Am 19. Januar 2016 hat der Bundesgerichtshof (BGH) (Az. XI ZR 388/14) eine Klausel im Kreditvertrag, nach der zukünftige Sondertilgungsrechte bei der Berechnung der Höhe der Vorfälligkeitsentschädigung nicht berücksichtigt werden, als ungültig erklärt. Banken müssen daher auch Sondertilgungen, die Kunden noch hätten vornehmen können, zugunsten der Darlehensnehmer kostenmindernd berücksichtigen. In diesem Rechtsstreit siegte die Verbraucherzentrale Hamburg in letzter Instanz gegen die Sparkasse Aurich-Norden.
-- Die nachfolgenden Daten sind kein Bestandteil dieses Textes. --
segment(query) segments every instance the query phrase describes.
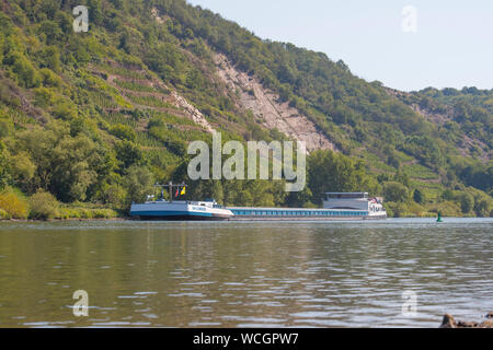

Am selben Tag hat der Bundesgerichtshof in einem anderen Fall (Az. XI ZR 103/15) ebenfalls zugunsten der Verbraucher entschieden. Dem BGH-Urteil zufolge ist es Banken nicht erlaubt, eine Vorfälligkeitsentschädigung zu erheben, wenn sie selbst die Baufinanzierung wegen Zahlungsverzugs des Kreditnehmers vorzeitig kündigen.
Gleich in drei Urteilen (Az.: XI ZR 33/08, XI ZR 456/07 und VIII ZR 219/08) hat der BGH im Jahr 2009 entschieden, dass der Beginn der Widerrufsfrist deutlich aus dem Kreditvertrag hervorgehen muss. Ist dieses Datum nicht klar benannt – wie in den folgenden drei Formulierungen – gilt die Widerrufsbelehrung als fehlerhaft.
Bankkunden, in deren Vertragsunterlagen sich eine fehlerhafte Widerrufsbelehrung befindet, können den Kredit auch nach Jahren noch widerrufen, ohne mit einer Vertragsstrafe rechnen oder eine Vorfälligkeitsentschädigung zahlen zu müssen.